When the history of the emancipation of the Jews is written, a place of honor surely will be accorded to the help rendered by America, through some of her foremost and most humane statesmen, from Theodore Fay to John Hay, and through the energy and self-sacrifice of her Jewish citizens.

Nor would our survey be sufficient without a reference to the patriotism of the American Jew. If the patriotism of the Jew has been proved in every country, nowhere has it been more ardent and ready than here. We know the early story of Asser Levy who insisted on his right to stand guard like every other citizen of New Amsterdam, rather than be exempted and taxed. He is the patriotic prototype of the American Jew in every age and crisis, in peace and in war. Whoever doubts the patriotism of the American Jew, does not know him.

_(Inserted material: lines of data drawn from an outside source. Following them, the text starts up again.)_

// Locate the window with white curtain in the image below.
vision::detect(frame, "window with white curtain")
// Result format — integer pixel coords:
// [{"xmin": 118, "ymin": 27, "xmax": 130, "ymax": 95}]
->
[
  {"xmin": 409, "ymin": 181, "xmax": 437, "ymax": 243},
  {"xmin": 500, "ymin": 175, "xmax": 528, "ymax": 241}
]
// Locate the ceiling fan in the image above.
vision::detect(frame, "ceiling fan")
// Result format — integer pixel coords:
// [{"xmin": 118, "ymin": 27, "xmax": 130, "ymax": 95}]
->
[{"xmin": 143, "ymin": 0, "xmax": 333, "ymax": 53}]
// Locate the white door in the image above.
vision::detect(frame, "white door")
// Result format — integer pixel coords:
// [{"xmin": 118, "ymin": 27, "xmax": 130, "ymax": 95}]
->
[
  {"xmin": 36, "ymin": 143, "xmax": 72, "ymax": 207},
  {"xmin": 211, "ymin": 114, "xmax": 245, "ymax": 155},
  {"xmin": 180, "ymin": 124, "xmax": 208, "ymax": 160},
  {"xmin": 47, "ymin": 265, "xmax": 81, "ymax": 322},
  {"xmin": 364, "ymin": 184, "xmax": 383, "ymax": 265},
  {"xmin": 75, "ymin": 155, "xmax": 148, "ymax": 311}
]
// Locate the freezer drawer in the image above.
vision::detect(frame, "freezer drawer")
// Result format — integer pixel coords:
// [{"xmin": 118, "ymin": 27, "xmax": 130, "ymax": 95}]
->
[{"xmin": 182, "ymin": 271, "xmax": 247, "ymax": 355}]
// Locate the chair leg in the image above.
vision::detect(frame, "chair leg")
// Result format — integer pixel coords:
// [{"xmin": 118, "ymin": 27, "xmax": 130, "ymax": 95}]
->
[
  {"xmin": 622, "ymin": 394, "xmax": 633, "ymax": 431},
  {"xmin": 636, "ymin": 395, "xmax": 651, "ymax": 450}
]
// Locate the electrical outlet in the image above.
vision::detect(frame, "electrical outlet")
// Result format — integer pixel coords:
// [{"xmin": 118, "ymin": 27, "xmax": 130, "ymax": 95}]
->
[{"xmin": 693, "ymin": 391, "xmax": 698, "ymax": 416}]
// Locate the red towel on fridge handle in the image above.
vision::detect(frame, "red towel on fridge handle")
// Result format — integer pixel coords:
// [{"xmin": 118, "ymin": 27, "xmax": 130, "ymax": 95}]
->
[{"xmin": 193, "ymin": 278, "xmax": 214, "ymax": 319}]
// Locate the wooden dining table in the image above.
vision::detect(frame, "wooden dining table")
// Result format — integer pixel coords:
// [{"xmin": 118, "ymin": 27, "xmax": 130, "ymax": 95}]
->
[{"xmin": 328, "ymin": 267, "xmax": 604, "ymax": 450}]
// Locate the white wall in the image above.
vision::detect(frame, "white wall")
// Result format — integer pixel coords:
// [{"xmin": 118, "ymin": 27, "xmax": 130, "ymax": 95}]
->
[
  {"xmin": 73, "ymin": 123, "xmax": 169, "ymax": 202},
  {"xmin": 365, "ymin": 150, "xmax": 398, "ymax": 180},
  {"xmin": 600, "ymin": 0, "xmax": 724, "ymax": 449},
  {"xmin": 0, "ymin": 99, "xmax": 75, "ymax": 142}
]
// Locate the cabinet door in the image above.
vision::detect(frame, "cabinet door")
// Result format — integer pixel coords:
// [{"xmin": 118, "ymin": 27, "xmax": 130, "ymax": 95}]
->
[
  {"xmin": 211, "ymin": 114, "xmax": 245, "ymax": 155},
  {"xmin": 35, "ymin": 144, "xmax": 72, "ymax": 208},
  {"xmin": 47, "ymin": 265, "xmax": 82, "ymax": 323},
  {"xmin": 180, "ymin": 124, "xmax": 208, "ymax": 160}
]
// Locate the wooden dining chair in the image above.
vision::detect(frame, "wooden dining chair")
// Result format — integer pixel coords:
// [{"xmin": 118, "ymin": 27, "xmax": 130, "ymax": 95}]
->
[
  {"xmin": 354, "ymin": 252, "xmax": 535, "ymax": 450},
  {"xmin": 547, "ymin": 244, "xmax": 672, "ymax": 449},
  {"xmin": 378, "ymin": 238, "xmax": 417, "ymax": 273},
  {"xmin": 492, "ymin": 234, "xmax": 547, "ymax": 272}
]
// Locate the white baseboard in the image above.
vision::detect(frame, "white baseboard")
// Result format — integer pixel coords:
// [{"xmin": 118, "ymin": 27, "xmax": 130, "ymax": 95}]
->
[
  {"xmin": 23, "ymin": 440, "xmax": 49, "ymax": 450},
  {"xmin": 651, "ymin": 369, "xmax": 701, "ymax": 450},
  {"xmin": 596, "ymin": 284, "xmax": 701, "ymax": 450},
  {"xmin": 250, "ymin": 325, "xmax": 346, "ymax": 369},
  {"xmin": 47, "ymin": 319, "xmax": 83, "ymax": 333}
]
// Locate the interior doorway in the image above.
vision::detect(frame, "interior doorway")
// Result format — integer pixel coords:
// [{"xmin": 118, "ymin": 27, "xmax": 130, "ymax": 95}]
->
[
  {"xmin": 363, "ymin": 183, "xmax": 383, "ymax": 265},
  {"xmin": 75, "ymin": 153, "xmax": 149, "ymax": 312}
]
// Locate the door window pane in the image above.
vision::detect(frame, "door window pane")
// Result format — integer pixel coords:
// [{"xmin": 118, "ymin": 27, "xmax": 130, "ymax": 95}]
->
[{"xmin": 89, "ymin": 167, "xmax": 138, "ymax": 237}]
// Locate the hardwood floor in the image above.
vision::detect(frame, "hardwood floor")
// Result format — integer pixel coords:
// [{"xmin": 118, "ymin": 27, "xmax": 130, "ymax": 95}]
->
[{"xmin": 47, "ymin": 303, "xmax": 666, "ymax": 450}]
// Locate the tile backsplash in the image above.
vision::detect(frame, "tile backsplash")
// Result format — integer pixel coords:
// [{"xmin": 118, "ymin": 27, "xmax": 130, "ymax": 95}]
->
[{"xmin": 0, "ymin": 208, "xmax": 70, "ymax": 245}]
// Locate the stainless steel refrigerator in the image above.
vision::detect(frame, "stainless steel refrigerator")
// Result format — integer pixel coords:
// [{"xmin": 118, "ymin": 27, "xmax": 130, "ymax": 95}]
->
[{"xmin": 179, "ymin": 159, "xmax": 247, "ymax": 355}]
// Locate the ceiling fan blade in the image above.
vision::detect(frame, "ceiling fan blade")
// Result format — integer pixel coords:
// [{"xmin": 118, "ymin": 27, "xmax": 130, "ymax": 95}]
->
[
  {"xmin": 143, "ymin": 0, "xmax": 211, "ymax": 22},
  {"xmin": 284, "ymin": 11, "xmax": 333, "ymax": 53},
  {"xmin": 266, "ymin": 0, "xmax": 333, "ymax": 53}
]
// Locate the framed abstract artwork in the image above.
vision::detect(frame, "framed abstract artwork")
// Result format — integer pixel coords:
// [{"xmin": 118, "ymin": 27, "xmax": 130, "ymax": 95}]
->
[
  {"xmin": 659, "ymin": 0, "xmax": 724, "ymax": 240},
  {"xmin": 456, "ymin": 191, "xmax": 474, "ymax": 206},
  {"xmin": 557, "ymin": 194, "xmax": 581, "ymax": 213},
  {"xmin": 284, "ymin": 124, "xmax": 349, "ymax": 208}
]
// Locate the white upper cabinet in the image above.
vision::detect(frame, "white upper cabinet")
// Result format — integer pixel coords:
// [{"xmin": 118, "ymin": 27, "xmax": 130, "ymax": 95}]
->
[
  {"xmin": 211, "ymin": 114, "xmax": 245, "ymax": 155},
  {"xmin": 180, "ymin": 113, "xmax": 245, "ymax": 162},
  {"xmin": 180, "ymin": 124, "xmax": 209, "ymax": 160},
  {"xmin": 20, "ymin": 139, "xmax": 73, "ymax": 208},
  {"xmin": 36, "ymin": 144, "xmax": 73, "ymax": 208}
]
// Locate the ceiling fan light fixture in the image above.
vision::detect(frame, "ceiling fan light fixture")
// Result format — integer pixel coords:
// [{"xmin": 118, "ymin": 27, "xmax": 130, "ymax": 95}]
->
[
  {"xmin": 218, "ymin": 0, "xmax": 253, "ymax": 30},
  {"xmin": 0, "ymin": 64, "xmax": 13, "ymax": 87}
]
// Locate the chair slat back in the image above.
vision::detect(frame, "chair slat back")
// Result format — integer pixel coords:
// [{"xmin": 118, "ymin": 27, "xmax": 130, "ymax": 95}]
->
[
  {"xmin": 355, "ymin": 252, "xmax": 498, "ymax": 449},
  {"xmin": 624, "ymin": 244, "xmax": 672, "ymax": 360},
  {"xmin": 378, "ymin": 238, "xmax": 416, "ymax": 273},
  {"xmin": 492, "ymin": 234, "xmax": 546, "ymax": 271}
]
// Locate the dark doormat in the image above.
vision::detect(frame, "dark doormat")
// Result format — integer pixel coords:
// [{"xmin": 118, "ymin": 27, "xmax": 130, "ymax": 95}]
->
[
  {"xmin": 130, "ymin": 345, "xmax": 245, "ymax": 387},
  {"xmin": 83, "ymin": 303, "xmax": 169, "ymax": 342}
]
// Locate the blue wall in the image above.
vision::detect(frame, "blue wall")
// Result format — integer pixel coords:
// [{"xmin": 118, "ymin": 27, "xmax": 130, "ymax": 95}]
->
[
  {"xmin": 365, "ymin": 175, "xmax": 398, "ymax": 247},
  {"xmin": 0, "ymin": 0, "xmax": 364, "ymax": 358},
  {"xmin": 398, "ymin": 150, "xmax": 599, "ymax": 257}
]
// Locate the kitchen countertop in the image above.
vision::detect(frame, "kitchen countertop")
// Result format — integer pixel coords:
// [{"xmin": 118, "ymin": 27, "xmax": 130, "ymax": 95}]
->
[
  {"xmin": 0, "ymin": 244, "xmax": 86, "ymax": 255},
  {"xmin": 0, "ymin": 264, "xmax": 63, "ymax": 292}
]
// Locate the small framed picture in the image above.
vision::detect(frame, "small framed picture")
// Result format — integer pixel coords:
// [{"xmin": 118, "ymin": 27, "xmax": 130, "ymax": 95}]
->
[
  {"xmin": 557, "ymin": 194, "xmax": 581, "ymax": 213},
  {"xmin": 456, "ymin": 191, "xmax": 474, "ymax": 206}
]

And never was the Jew of America more ready than today to do his patriotic duty, to make all the sacrifices demanded by the hour, to stand guard for the Republic and for Democracy. This he has shown already, and is going to continue to show, as the War goes on.

A word about the future. Now and then questions are asked about the future of the Jew in America. Will he live on? Will he continue in his present fortunate condition? We hear murmurs about a nascent anti-Semitism, and what not. To all these questions there is but one answer: It depends upon ourselves! Let us think of the noble words of George Washington in his reply to the address presented to him by the Jewish community of Newport in the year 1790. "It is no more," he said, "that toleration is spoken of, as if it were by the indulgence of one class of people that another enjoyed the exercise of their inherent natural rights. For happily the Government of the United States, which gives to bigotry no sanction, to persecution no assistance, requires only that they who live under its protection should demean themselves as good citizens, in giving it on all occasions their effectual support."

The Jew has nothing to fear from anti-Semitism in America. It amounts to nothing, except in so far as we help create it. What counts is our own life and what we do for the maintenance of democracy in America and elsewhere. As long as we do our duty, as long as we remain true to the best moral and spiritual traditions of the Jew, as long as we stand for the noblest ideals of citizenship, and as long as America remains what her founders designed and dreamed her to be—the home and the hope of democracy—so long the Jew will be safe for America and America will be safe for the Jew!